Mesmo que existam similaridades, ganhar ou não o prêmio não parece interferir na
decisão final. Por outro lado, a temática das obras parece ser relevante de
algum modo para o contexto brasileiro, contribuindo para a sociedade das
décadas de 60 e 70, especialmente, se pensarmos, por exemplo, nas obras de Giovanni
Arpino e Carlo Cassola.
Como
mencionado, não consideramos as escolhas desses escritores, nem desses títulos,
por parte das editoras brasileiras, aleatórias. São obras que levantam questões
políticas, polêmicas, sociais... É possível pensar a sociedade, e questioná-la,
por meio da literatura. Por isso, a tradução dessas obras não demonstra ser resultado
de uma seleção qualquer, nem mesmo feita com a intenção única de
entretenimento. Porque mesmo que, ao fim da pesquisa, se chegue à conclusão de
que não houve um motivo histórico, político, social de traduzir essa ou aquela
obra, que ela tenha, de fato, vindo ao público brasileiro para entretê-lo,
ainda é possível pensar nas razões do leitor precisar ser entretido. E por que
é através de uma literatura estrangeira? São reflexões que permeiam essa
pesquisa, seja de forma direta ou indireta, especialmente porque estamos
considerando também o mercado editorial brasileiro, e buscando compreender a
relação entre as editoras brasileiras e tais obras traduzidas.
Por
fim, um outro caminho viável a ser seguido a partir das traduções identificadas
até o momento, é a análise dos paratextos, que pode inclusive contribuir para
entender melhor a recepção dessas obras em diferentes momentos. Temos G. Arpino
em 1963 e L. Sciascia, com Candido, ou uma história sonhada na Sicília,
em 2014, e nesse meio tempo houve uma renovação editorial, inclusive nos
paratextos. Mudanças que podem levantar importantes reflexões, tanto das
próprias traduções quanto do mercado editorial brasileiro.

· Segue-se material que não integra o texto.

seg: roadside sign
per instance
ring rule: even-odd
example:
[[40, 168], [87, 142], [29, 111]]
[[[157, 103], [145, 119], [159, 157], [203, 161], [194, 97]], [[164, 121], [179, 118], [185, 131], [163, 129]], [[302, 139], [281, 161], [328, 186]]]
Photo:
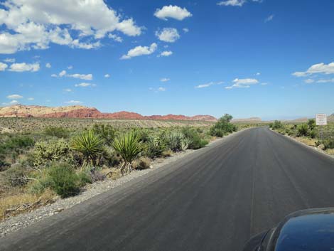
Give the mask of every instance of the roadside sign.
[[316, 124], [317, 125], [327, 125], [327, 114], [320, 113], [316, 114]]

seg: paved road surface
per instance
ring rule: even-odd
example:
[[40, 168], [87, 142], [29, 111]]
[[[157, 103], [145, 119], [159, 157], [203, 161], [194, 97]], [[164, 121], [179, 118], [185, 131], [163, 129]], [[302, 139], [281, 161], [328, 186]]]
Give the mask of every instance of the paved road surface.
[[334, 206], [334, 161], [266, 128], [0, 240], [0, 250], [239, 251], [286, 214]]

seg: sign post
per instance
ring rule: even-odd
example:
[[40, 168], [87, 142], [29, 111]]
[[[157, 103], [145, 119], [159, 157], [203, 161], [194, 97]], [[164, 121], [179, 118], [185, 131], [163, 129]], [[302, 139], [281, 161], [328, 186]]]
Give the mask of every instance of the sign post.
[[[317, 126], [325, 126], [327, 125], [327, 114], [325, 113], [320, 113], [316, 114], [316, 125]], [[323, 141], [323, 128], [321, 127], [320, 130], [320, 137], [321, 139], [321, 141]]]

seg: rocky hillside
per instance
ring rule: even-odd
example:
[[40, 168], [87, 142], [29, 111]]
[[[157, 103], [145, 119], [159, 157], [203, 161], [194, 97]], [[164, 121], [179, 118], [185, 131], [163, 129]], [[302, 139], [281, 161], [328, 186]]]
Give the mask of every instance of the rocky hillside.
[[215, 122], [217, 119], [210, 115], [187, 117], [184, 115], [143, 116], [135, 112], [119, 112], [102, 113], [96, 108], [80, 105], [49, 107], [38, 105], [12, 105], [0, 107], [0, 117], [69, 117], [96, 118], [109, 119], [152, 119], [152, 120], [194, 120]]

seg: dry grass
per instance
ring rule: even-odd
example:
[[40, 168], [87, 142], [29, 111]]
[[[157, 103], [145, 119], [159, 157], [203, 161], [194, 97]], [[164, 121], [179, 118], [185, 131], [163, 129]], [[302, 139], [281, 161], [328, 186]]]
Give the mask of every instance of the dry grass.
[[53, 203], [55, 198], [55, 193], [48, 189], [39, 196], [23, 193], [0, 198], [0, 220]]

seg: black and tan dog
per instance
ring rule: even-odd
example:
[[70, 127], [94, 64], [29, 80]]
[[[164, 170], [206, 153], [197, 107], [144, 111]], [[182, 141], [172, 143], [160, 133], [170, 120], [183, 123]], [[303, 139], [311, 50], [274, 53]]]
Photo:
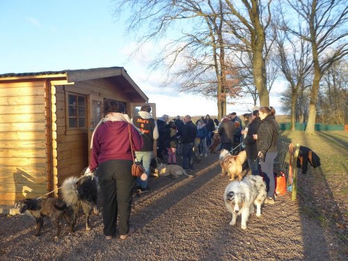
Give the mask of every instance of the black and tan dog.
[[56, 236], [58, 236], [61, 232], [59, 225], [61, 217], [63, 216], [68, 223], [70, 223], [67, 205], [63, 200], [58, 198], [26, 198], [17, 201], [15, 207], [20, 214], [26, 214], [35, 219], [36, 221], [35, 237], [40, 235], [43, 226], [44, 216], [49, 217], [57, 228]]
[[[84, 173], [86, 168], [82, 171]], [[93, 173], [84, 175], [81, 177], [70, 177], [63, 182], [61, 188], [63, 200], [67, 204], [71, 212], [70, 232], [74, 232], [77, 214], [80, 206], [85, 214], [86, 230], [90, 230], [89, 216], [93, 209], [97, 209], [97, 177]]]

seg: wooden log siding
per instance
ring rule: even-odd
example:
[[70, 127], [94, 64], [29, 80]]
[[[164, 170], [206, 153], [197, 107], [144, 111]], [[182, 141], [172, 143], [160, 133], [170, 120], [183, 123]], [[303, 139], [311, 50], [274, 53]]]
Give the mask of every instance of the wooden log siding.
[[64, 180], [72, 175], [79, 175], [88, 164], [86, 129], [70, 130], [66, 124], [68, 115], [65, 99], [68, 93], [85, 95], [86, 102], [90, 90], [75, 88], [75, 86], [56, 86], [56, 169], [54, 170], [54, 183], [59, 187]]
[[47, 192], [45, 81], [0, 88], [0, 205]]

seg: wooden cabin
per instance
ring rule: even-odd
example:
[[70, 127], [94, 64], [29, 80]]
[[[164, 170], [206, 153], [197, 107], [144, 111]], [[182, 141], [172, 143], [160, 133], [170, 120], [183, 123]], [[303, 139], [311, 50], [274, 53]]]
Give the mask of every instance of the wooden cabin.
[[79, 175], [110, 98], [130, 118], [148, 101], [122, 67], [0, 74], [0, 205], [57, 196], [65, 178]]

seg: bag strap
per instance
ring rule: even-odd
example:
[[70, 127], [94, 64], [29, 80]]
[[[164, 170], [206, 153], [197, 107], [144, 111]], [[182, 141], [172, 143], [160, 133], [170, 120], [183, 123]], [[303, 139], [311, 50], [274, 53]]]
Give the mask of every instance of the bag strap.
[[128, 124], [128, 132], [129, 133], [129, 144], [131, 145], [131, 150], [132, 150], [132, 158], [133, 159], [133, 163], [135, 164], [134, 161], [134, 152], [133, 152], [133, 145], [132, 144], [132, 135], [130, 133], [130, 124]]

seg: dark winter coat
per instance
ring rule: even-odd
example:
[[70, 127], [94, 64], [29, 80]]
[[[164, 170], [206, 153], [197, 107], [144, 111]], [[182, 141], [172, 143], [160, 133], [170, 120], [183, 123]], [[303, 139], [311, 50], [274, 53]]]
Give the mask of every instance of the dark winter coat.
[[180, 119], [176, 119], [175, 121], [174, 121], [174, 124], [176, 126], [176, 129], [177, 129], [177, 133], [176, 133], [176, 136], [177, 137], [180, 137], [182, 134], [182, 129], [184, 129], [184, 127], [185, 127], [185, 124], [184, 123], [184, 122]]
[[248, 132], [244, 138], [245, 150], [248, 159], [255, 159], [258, 157], [258, 143], [256, 140], [253, 138], [253, 134], [258, 134], [258, 130], [261, 122], [258, 120], [254, 120], [248, 125]]
[[197, 126], [191, 120], [186, 122], [181, 135], [182, 144], [192, 143], [197, 136]]
[[258, 150], [266, 155], [266, 152], [278, 152], [278, 133], [279, 125], [276, 117], [269, 115], [261, 120], [258, 131]]
[[235, 123], [230, 119], [223, 118], [218, 129], [221, 144], [233, 143], [235, 131], [236, 127], [235, 126]]
[[207, 122], [207, 125], [205, 126], [208, 132], [213, 132], [215, 130], [215, 124], [214, 123], [214, 120], [212, 119], [209, 119]]

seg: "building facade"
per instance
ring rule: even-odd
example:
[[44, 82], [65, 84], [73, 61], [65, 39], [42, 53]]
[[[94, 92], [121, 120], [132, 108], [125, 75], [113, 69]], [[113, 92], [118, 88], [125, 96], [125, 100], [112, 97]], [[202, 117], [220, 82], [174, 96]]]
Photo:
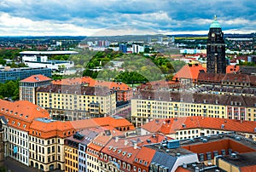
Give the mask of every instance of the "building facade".
[[64, 139], [75, 134], [70, 122], [33, 120], [29, 130], [29, 166], [42, 171], [65, 169]]
[[113, 114], [116, 95], [105, 87], [49, 85], [37, 89], [37, 104], [54, 118], [78, 120]]
[[176, 140], [222, 135], [236, 132], [236, 135], [256, 140], [256, 122], [207, 117], [183, 117], [154, 119], [141, 127], [142, 135], [161, 133]]
[[20, 81], [20, 100], [36, 104], [36, 89], [38, 87], [49, 85], [51, 78], [44, 75], [32, 75]]
[[9, 80], [25, 79], [32, 75], [51, 77], [51, 69], [44, 67], [21, 67], [0, 70], [0, 83]]
[[4, 152], [25, 165], [29, 165], [29, 129], [36, 118], [49, 118], [44, 109], [29, 101], [9, 102], [0, 100], [1, 115], [7, 123], [3, 126]]
[[131, 123], [139, 127], [156, 118], [201, 116], [256, 121], [255, 96], [141, 91], [131, 100]]
[[208, 39], [207, 43], [207, 73], [225, 73], [225, 43], [221, 26], [217, 20], [216, 15], [214, 21], [210, 26]]

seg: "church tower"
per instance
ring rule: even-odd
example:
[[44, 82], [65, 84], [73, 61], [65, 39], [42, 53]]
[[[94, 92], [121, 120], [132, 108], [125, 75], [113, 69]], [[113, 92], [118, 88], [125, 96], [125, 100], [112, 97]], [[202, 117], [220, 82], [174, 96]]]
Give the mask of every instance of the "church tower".
[[221, 26], [214, 15], [214, 20], [210, 26], [207, 45], [207, 73], [225, 73], [225, 43]]

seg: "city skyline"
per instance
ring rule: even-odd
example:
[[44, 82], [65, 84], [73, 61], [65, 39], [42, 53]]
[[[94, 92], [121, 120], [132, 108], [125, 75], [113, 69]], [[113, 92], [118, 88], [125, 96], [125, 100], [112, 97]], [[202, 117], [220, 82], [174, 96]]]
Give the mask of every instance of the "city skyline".
[[249, 0], [2, 1], [0, 36], [207, 34], [214, 14], [224, 33], [251, 33], [255, 7]]

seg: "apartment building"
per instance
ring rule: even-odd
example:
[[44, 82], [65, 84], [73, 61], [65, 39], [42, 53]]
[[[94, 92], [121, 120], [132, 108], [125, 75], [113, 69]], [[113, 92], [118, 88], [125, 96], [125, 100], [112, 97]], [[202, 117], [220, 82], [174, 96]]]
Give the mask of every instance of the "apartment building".
[[84, 85], [90, 87], [108, 87], [110, 90], [116, 93], [116, 101], [128, 101], [132, 96], [132, 89], [122, 82], [107, 82], [95, 80], [90, 77], [73, 77], [52, 82], [57, 85]]
[[99, 171], [137, 171], [133, 163], [141, 147], [146, 144], [160, 142], [167, 139], [162, 135], [112, 138], [101, 150]]
[[155, 118], [201, 116], [256, 121], [256, 97], [188, 92], [140, 91], [131, 100], [135, 126]]
[[113, 114], [116, 98], [106, 87], [49, 85], [38, 88], [37, 104], [53, 118], [79, 120]]
[[0, 114], [6, 123], [3, 127], [5, 157], [10, 157], [25, 165], [29, 165], [29, 129], [37, 118], [49, 118], [44, 109], [27, 100], [15, 102], [0, 100]]
[[64, 170], [64, 139], [74, 134], [70, 122], [35, 118], [29, 129], [29, 166], [42, 171]]
[[112, 135], [97, 135], [88, 146], [86, 149], [87, 155], [87, 171], [99, 171], [98, 158], [100, 151], [110, 140]]
[[32, 75], [20, 81], [20, 100], [36, 104], [36, 89], [38, 87], [49, 85], [51, 78], [44, 75]]
[[51, 69], [45, 67], [20, 67], [0, 69], [0, 83], [9, 80], [25, 79], [32, 75], [51, 77]]
[[65, 140], [65, 171], [88, 171], [86, 147], [97, 135], [97, 132], [85, 129]]
[[154, 119], [141, 127], [142, 135], [161, 133], [176, 140], [236, 132], [256, 140], [256, 122], [207, 117], [183, 117]]
[[198, 84], [219, 84], [234, 87], [255, 88], [256, 76], [236, 73], [205, 73], [200, 72]]

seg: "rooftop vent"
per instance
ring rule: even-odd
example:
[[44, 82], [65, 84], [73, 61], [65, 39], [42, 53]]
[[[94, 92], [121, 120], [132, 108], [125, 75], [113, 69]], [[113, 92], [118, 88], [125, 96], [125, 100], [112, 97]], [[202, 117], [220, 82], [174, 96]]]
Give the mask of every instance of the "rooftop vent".
[[237, 158], [237, 155], [236, 155], [236, 153], [231, 153], [231, 158]]
[[173, 149], [179, 147], [179, 140], [167, 140], [167, 148]]

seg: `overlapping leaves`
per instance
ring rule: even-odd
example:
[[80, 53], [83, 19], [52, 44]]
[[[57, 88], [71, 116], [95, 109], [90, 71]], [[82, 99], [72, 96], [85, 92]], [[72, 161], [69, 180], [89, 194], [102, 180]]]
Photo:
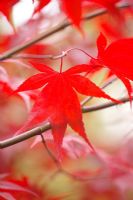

____________________________
Como citar: ASSINI, Fabiana V. "Da coleção “I gettoni” para o mercado brasileiro: a tradução de escritores gettonianos". In "Literatura Italiana Traduzida", v. 1, n. 12, dez. 2020.
Disponível em:https://repositorio.ufsc.br/ handle/123456789/218950
[1] Importante ressaltar que alguns
escritores publicaram duas obras na coleção, como foi o caso, por exemplo, de
Italo Calvino (1923-1985), Fortunato Seminara (1903-1984) e Ottiero Ottieri
(1924-2002).
[2] Em 1964, L’ombra dele colline
vence o Prêmio Strega.
[3] Após um colapso editorial em
meados dos anos 1920, o então auxiliar de Monteiro Lobato, Octalles Marcondes
Ferreira, consegue persuadir o escritor a constituir uma nova editora,
tornando-se assim seu sócio. A editora Monteiro Lobato & Cia. Se transforma
na Companhia Editora Nacional. Cf. HALLEWELL, Laurence. O livro no Brasil:
sua história. Trad. de Maria da Penha Villalobos, Lólio Lourenço de
Oliveira e Geraldo Gerson de Souza. 3. ed. São Paulo: Edusp, 2017, pp.
385-386.
[4] Sobre as alterações podemos mencionar:
mudanças na capa, no projeto tipográfico e no uso do layout da página. HALLEWELL,
Laurence, op. cit., p. 598.
[5] Uma informação a
se considerar futuramente: em uma pesquisa on-line podemos encontrar
outros títulos de Carlo Cassola em português. Porém, essas informações não
estão em sites tão confiáveis do ponto de vista acadêmico. Como, para esta
pesquisa, a principal fonte de pesquisa foi o Dicionário Bibliográfico de
Literatura Italiana Traduzida no Brasil. (Disponível em: http://www.dlit.ufsc.br/),
desconsideramos por enquanto outras fontes. Para um estudo posterior, mais
aprofundado, pode ser possível considerar tais fontes e escavar melhor essas
informações.
[6]
HALLEWELL, Laurence, op. cit., p. 731.
[7] Informações retiradas de: MARANGON,
Leila. “Berlendis & Vertecchia e as Letras Italianas”. In Revista de
Italianística, 33, pp. 50-60, 2017.017.